Das ist prima. Herr Bernstein, ich habe eine Anmerkung und eine Frage. Die Anmerkung bezieht sich darauf, dass Sie gemeint haben, dass Herr Lippmann sich gegen diesen Onlineunterricht verwehrt hätte. Wir haben im Ausschuss darüber diskutiert, dass, wenn man so etwas anbietet, natürlich auch die Möglichkeit für alle bestehen muss, also die Schülerinnen und Schüler auch die nötigen Voraussetzungen mit einem Endgerät haben müssen. Das war eigentlich nicht gegeben. Am Gymnasium ist das vielleicht ein bisschen anders. Das war als Ergänzung meine Anmerkung.

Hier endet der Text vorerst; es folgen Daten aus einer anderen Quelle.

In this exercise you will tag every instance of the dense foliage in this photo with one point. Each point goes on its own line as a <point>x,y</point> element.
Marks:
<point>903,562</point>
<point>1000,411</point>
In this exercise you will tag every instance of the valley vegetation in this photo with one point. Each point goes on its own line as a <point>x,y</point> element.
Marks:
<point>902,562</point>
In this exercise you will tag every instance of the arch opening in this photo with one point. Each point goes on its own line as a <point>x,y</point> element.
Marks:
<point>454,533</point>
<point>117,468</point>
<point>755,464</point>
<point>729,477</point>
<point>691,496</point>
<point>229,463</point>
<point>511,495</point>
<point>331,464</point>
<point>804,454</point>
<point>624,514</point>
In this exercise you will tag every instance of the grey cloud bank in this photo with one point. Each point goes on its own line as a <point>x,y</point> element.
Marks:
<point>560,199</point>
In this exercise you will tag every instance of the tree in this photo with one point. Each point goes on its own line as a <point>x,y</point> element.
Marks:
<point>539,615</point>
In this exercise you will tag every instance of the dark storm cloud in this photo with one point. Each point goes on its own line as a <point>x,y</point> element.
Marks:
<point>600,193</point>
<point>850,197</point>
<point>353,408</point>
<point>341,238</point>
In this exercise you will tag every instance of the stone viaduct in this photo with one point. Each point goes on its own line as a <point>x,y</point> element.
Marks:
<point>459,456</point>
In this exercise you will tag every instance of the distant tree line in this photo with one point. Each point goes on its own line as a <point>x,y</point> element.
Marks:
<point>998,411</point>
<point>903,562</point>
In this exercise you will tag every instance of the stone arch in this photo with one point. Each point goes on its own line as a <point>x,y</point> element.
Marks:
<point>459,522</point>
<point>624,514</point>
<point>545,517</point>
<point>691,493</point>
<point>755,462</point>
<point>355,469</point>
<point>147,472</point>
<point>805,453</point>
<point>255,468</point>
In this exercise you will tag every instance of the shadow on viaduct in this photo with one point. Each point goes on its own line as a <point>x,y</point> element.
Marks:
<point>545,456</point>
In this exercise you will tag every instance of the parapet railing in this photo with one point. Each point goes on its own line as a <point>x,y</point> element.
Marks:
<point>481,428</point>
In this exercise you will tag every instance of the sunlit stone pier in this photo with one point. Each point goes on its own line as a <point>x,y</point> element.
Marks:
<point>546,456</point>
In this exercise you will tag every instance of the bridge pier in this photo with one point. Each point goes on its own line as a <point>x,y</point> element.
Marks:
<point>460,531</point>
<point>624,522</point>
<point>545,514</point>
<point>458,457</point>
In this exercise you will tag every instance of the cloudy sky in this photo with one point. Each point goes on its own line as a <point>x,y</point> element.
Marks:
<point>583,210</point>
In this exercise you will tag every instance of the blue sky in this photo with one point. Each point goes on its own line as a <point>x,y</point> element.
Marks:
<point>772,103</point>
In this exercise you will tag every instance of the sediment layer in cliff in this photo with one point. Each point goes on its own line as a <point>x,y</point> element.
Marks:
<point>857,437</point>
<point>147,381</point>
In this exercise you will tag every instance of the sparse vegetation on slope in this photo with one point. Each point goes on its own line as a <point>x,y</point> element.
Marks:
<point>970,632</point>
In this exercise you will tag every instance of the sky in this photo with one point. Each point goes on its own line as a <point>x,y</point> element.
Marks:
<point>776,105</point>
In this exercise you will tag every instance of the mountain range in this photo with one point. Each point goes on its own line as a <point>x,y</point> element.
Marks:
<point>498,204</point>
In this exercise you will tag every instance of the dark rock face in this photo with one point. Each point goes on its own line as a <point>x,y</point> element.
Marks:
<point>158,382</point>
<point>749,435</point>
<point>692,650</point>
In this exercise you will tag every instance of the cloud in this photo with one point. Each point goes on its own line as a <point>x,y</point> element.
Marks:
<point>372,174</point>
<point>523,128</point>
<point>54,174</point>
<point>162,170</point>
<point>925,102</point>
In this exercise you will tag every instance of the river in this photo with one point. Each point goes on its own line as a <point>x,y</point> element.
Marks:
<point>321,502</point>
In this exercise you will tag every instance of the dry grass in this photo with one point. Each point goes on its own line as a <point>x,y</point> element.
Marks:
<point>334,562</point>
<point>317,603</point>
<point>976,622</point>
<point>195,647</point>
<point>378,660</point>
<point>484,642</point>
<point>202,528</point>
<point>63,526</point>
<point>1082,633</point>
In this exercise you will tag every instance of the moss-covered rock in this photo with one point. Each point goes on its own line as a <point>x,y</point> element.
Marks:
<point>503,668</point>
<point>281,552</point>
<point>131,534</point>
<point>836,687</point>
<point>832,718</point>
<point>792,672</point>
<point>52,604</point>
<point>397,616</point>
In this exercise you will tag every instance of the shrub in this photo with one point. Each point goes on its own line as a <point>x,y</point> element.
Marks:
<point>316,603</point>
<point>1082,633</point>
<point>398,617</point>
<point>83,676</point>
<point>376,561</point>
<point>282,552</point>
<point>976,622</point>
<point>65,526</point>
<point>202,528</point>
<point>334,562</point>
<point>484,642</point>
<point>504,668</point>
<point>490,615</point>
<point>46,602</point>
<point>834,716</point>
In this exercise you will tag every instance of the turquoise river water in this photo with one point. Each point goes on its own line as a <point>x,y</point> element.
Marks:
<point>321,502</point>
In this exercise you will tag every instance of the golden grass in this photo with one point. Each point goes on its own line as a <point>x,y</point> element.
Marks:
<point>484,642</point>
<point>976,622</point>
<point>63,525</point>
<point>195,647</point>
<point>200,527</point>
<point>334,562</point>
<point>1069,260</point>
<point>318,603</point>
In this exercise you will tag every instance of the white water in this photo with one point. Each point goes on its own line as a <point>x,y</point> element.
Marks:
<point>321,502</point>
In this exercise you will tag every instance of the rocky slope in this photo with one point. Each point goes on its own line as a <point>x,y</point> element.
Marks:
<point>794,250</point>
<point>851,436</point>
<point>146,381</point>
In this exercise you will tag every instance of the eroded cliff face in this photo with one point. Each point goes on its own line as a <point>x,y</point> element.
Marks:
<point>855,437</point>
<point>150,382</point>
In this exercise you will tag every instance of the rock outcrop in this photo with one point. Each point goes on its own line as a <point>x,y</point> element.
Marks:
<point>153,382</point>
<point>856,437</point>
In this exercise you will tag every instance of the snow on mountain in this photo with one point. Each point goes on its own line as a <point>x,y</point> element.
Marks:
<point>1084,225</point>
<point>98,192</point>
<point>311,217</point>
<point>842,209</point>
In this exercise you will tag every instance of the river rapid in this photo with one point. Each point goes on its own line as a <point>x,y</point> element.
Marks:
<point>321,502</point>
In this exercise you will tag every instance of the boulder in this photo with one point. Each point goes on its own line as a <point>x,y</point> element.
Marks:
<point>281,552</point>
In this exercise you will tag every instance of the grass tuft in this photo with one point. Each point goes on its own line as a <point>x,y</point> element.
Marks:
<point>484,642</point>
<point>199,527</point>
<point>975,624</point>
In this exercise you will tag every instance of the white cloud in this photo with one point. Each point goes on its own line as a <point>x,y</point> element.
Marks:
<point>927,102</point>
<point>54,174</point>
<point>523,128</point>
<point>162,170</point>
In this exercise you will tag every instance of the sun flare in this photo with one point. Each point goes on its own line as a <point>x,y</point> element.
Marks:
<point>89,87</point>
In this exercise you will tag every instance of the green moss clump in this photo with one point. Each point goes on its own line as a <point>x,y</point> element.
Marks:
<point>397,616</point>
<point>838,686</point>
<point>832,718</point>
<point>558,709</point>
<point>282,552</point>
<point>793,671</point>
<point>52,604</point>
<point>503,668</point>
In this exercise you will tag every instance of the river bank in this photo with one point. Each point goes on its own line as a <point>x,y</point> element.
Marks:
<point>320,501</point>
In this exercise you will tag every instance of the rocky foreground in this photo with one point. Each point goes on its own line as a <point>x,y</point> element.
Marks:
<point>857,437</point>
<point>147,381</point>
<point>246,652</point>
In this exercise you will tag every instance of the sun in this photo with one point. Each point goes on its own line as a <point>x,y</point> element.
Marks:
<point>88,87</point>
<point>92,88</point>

Ich bin hellhörig geworden, als Sie sagten, dass Sie Modelle wie berufspraktischen Unterricht anbieten wollen. Sie erinnern sich vielleicht noch, dass vor einigen Monaten Herr Lippmann genau dieses Projekt hier im Landtag beantragt hatte. Es wurde abgelehnt, und zwar auch mit Ihren Stimmen. Er hat das dann in den Bildungsausschuss noch einmal als Selbstbefassungsantrag eingebracht. Dort liegt es. Das heißt also, wir haben schon Angebote gemacht, die aber vonseiten der Koalition nicht begrüßt worden sind.


Jörg Bernstein (FDP):

Liebe Kollegin Hohmann, das möchte ich jetzt erst einmal richtigstellen. Der Punkt, der damals bei diesem Thema des berufspraktischen Unterrichts, sage ich jetzt einfach einmal, angeführt wurde, war so weit von dem eigentlichen Antrag entfernt, dass wir alle, denke ich einmal, ein großes Problem damit hatten, den eigentlichen Sinn dieses Antrags zu erkennen.

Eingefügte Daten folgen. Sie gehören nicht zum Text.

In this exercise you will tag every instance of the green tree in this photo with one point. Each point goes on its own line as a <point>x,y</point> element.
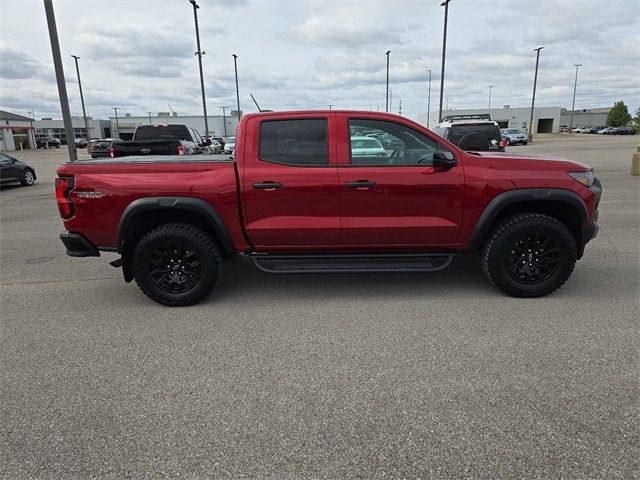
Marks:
<point>618,115</point>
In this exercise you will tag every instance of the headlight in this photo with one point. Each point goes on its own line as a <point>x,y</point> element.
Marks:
<point>585,178</point>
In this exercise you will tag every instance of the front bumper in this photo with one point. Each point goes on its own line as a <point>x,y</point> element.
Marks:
<point>78,246</point>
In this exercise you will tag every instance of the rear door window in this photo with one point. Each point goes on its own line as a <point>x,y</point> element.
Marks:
<point>300,142</point>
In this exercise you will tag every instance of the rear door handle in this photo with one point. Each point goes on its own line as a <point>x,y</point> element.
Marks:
<point>269,186</point>
<point>361,184</point>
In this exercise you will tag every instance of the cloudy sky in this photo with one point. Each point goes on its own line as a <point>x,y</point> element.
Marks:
<point>297,54</point>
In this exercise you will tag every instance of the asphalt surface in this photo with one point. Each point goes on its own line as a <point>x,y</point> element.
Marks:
<point>325,376</point>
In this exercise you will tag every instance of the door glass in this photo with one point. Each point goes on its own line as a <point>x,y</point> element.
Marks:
<point>381,143</point>
<point>294,142</point>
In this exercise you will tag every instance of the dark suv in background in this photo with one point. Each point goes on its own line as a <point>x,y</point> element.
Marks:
<point>472,132</point>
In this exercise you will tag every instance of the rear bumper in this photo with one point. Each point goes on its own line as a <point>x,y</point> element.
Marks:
<point>78,246</point>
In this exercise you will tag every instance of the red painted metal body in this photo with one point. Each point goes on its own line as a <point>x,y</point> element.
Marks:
<point>410,208</point>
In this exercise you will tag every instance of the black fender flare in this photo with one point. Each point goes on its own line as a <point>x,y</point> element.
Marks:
<point>510,197</point>
<point>148,204</point>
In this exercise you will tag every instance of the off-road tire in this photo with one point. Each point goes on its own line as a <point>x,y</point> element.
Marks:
<point>199,247</point>
<point>501,243</point>
<point>28,178</point>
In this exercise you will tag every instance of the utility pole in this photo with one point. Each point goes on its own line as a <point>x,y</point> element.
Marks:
<point>387,54</point>
<point>429,101</point>
<point>573,105</point>
<point>235,66</point>
<point>84,112</point>
<point>224,119</point>
<point>444,4</point>
<point>62,89</point>
<point>115,109</point>
<point>533,97</point>
<point>199,53</point>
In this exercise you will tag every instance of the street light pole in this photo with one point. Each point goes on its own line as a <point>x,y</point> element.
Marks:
<point>62,88</point>
<point>444,4</point>
<point>429,101</point>
<point>84,112</point>
<point>199,53</point>
<point>533,97</point>
<point>573,105</point>
<point>387,102</point>
<point>224,119</point>
<point>235,66</point>
<point>115,109</point>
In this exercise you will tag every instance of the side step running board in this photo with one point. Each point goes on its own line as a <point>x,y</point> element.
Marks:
<point>352,263</point>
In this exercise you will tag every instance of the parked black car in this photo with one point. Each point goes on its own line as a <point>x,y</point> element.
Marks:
<point>13,170</point>
<point>99,148</point>
<point>46,142</point>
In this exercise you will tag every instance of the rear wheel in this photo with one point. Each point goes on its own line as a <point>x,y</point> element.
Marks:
<point>176,264</point>
<point>28,178</point>
<point>529,255</point>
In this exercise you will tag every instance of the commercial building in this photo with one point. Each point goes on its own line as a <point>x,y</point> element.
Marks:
<point>50,128</point>
<point>16,131</point>
<point>219,126</point>
<point>545,119</point>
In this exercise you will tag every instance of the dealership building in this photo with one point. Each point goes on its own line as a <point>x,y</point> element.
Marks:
<point>545,119</point>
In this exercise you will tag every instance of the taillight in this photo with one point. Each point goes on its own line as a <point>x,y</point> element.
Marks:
<point>64,185</point>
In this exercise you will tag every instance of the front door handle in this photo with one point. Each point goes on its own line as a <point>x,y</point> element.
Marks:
<point>361,184</point>
<point>268,186</point>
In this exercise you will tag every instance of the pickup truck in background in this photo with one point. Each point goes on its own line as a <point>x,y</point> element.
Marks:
<point>161,139</point>
<point>296,198</point>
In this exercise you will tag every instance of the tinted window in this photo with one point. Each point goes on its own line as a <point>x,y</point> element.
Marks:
<point>489,130</point>
<point>402,145</point>
<point>168,132</point>
<point>294,142</point>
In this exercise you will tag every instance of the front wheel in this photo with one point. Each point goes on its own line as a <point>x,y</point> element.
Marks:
<point>529,255</point>
<point>176,264</point>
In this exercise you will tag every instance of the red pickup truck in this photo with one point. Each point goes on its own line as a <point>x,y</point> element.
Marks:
<point>300,196</point>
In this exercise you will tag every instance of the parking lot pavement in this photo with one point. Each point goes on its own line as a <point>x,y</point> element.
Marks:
<point>325,376</point>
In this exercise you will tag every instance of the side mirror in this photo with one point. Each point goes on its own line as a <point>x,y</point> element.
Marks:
<point>443,159</point>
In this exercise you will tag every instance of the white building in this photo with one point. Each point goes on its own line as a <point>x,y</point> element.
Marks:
<point>16,131</point>
<point>545,119</point>
<point>219,126</point>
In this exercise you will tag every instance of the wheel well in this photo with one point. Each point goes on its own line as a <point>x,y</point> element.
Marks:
<point>562,211</point>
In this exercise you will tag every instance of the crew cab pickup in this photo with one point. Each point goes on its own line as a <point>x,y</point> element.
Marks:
<point>161,139</point>
<point>297,199</point>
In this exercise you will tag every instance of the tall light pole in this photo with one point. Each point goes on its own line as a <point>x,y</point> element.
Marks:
<point>115,109</point>
<point>533,97</point>
<point>62,88</point>
<point>387,107</point>
<point>429,101</point>
<point>84,112</point>
<point>235,66</point>
<point>444,4</point>
<point>224,119</point>
<point>573,105</point>
<point>199,53</point>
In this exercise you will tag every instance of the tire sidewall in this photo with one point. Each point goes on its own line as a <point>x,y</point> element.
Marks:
<point>504,243</point>
<point>209,269</point>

Über die Sinnhaftigkeit z. B. der Nutzung des Tages für berufspraktischen Unterricht herrscht, denke ich einmal, durchaus Einigkeit. Die Frage ist nur - darüber haben wir auch im Bildungsausschuss gesprochen  : Wie kann man es finanzieren und wie kann man es auch personell untersetzen? Es bringt ja nichts, wenn ich die Schüler einen Tag lang in die Praxis schicke, und dann sagt meinetwegen ein großer Betrieb, der noch eine eigene Lehrwerkstatt hat, wir brauchten noch jemanden, der die Schüler an diesem Tag betreut.

Das war - Sie erinnern sich vielleicht an meine Frage - auch die Frage an die Handwerkskammer und an die Industrie- und Handelskammer: Ist es denn nicht aus eurer Sicht möglich, z. B. pensionierte Meister mit Ausbildereignungsprüfung für solche Sachen entsprechend abzustellen, um zu sagen, okay, das können wir personell untersetzen? Also, ich denke, es gibt durchaus Möglichkeiten zu handeln.

Die Geschichte mit dieser Bankrotterklärung. Ich habe es extra gesagt: aus meiner Erinnerung. Ich denke, dieses Wort ist gefallen, aber darauf wollen wir nicht unbedingt herumreiten. Das hat mich damals gestört.